Array type conversion

janderson askme at me.com
Sat Apr 28 14:54:04 PDT 2007


Mark Burnett wrote:
> I have spent much of the last couple of weeks trying to choose a language in which to write the code for my PhD thesis (in computational physics).  I had very nearly decided on using c++, when yesterday I stumbled upon D.  So far I'm ecstatic about it's feature set.
> 
> Still there are one or two things that strike me as odd:  in particular that arrays of a derived type can be converted to an array of a base type.  As pointed out by Marshall Cline, [http://www.parashift.com/c++-faq-lite/proper-inheritance.html#faq-21.4] this is dangerous.  Is this possibly a holdover from c++?  It is explicitly mentioned in the array page that they behave this way, so I am not convinced that is the case.
> 
> Fortunately not all of the problems associated with doing this in c++ exist in d (see attached code).  What d seems to do is treat all derived[] as base[], which is silly because if i want a base[], I would just declare it that way.  Asking for a derived[] is how I say that I  *only* want derived objects in there.
> 
> The attached code generates this output using gdc 0.23 on OSX:
> Here are the different apples we have:
> A P P L E -- Red
> A P P L E -- Red
> A P P L E -- Red
> Orange -- Orange
> A P P L E -- Red
> 
> Please, keep in mind that this test is the first d I have written, and I don't claim to understand the language.  Array type promotion just seems odd to include, and I would like to understand the motivation for doing so.

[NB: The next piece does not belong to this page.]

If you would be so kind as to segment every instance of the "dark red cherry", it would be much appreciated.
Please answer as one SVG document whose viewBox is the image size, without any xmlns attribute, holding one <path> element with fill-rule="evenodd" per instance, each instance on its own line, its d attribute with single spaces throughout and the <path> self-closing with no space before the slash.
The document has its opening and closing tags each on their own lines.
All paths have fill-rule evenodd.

What is happening is a pointer copy from justsomefruits to lotsofapples. 
  I think that D should really enforce that the programmer writes: 
justsomefruits.ptr = lotsofapples.ptr.

Other then that though, I don't really have a problem with this type of 
conversion since it is really useful for polymorphisms.  Consider that 
you may want to write some sort of generic function that takes the 
derived class like:

void sort(Fruit [] basket)
{
	
}

Fruit [] justsomefruits; //I only have an array of fruits here because 
this particular class only wants to work on fruits (ie fruit has extra 
properties I know about).

You start to see how beneficial it can be. In my option its a neat feature.